Ginny fell into silence and looked ahead. A few metres in front of them were an old couple walking slowly along and bickering with each other. Ginny scoffed. That would be them in a few years. Fighting until death, they would be. Him being stubborn and her being just as much and neither backing down or refusing to be wrong.

They were coming up close behind them. Draco seemed not very interested in anything except the ground so she doubted he heard but as they walked by, Ginny heard what they were fighting about.

The woman looked up at the man's bowler hat and flicked it with her fingers. "Why do you always have to wear that ridiculous hat?" she said to the man she was walking with.

The man straightened it. "Because I like the ridiculous hat, do you have a problem with that, woman?" he answered stubbornly.

She equated it with her answer. "You know I have a problem with it, you nitwit. It looks terrible."

"Well, there's nothing I can do of your opinion," he said shaking off the insult.
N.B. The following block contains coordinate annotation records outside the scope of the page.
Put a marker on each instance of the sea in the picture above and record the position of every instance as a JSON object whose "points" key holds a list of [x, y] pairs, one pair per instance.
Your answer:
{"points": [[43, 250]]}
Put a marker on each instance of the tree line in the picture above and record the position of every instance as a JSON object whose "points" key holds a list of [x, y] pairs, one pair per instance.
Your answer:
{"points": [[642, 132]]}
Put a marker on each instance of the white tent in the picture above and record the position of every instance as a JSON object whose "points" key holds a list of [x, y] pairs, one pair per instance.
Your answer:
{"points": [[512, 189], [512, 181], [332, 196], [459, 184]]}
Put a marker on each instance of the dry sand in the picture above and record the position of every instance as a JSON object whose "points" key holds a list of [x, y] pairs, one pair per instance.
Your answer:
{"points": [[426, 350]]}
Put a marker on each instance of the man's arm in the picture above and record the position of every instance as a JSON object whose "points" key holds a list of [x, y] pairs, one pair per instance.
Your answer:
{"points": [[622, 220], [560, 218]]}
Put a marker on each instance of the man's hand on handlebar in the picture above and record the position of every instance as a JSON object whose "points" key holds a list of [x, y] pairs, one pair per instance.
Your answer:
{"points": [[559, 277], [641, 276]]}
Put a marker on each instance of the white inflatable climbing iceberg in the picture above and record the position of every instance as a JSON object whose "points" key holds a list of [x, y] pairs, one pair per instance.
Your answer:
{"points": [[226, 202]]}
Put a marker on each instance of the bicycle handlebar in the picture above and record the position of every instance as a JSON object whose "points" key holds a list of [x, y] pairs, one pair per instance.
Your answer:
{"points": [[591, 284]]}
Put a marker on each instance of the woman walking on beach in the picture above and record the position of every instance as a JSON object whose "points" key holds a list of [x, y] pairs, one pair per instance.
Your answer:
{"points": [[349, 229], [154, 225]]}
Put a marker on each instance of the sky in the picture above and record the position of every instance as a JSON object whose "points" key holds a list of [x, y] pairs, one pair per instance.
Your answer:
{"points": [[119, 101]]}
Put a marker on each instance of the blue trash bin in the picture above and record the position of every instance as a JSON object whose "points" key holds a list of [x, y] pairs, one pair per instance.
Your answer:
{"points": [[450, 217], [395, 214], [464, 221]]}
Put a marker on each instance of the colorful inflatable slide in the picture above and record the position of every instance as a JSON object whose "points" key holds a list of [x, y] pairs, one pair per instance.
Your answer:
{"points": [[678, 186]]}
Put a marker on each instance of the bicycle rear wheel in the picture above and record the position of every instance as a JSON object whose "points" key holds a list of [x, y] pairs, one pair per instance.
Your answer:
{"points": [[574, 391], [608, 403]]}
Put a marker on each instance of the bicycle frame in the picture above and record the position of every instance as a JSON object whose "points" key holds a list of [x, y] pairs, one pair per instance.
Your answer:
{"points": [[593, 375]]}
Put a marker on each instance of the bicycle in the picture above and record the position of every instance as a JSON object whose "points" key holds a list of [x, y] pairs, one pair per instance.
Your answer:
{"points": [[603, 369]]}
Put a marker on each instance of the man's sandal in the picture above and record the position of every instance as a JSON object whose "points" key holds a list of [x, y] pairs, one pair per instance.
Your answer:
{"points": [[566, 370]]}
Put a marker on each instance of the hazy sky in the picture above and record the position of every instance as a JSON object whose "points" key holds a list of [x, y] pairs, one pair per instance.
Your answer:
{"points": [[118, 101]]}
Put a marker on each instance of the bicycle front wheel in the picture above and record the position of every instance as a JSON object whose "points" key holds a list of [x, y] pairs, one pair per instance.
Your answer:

She looked unaffected by his indifference to her. "I still think it looks terrible."

The man turned to her and looked her in the eye. "Well, I'll tell you what, Cynthia. If you think you can make it look better, without taking it off of my head, I'll wear it that way so you can shut up."

Then they stopped, and Ginny and Draco had to part to walk around them. She watched him angrily as they parted and just as angrily when they met up on the other side. He had been indifferent to her question and she was still bitter about it. As they walked, she took a glance behind them.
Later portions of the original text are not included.